A Judge will determine Clive Palmer's work contract dispute with Bill Schoch
A Judge will determine Clive Palmer's work contract dispute with Bill Schoch john mccutcheon

FORMER Coolum Resort general manager Bill Schoch said Clive Palmer promised to pay him $5 million over five years, but Mr Palmer said this was not true.

Now it is up to a judge to determine what was said in the telephone conversation in June 2011 when Mr Palmer offered Mr Schoch a job.

Lawyers argued the final points of the case when the civil trial ended on Tuesday.

Mr Palmer's barrister Simon Couper said Mr Schoch failed to ask Mr Palmer about the millions when he signed another work contract.

In 2012 Mr Palmer offered Mr Schoch a position with Queensland Nickel - moving him from his previous role at Mineralogy - with a $150,000 pay packet.

This was a $50,000 increase from his previous salary.

Mr Couper said Mr Schoch signed the contract for this amount and did not ask about the millions.

"The obvious thing that one would do if one had an agreement of $1 million a year and the document didn't reflect it would be to speak to Mr Palmer ... and say 'Clive, this document seems to be wrong, before I sign it, don't you think we should fix up?'"

But in his closing submissions, Mr Schoch's barrister Lindsay Bowden said his client thought this contract was an administrative transfer and that the original deal should have still existed.

Mr Bowden also said it was an amazing coincidence that Mr Palmer called Mr Schoch and offered him a job the same day a newspaper article was published detailing how Mr Palmer withdrew the initial public offering for his Resourcehouse group.

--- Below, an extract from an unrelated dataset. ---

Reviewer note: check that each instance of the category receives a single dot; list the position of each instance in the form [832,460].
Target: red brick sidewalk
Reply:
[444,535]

During the trial Mr Bowden argued Mr Palmer wanted to employ Mr Schoch to help him make business deals.

When summing up Mr Palmer's case, Mr Couper said offering Mr Schoch $1 million a year made no sense.

Mr Couper said there was no proof to support Mr Schoch's claims that he was worth $1 million because he worked as Mr Palmer's second-in-charge.

"One would expect if he was, in some sense, the number two man he would be able to articulate things which he had done involving significant negotiation ... and advice he had given Mr Palmer," Mr Couper said.

"There is absolutely none of that."

Justice John Bond will make a judgment at a later date.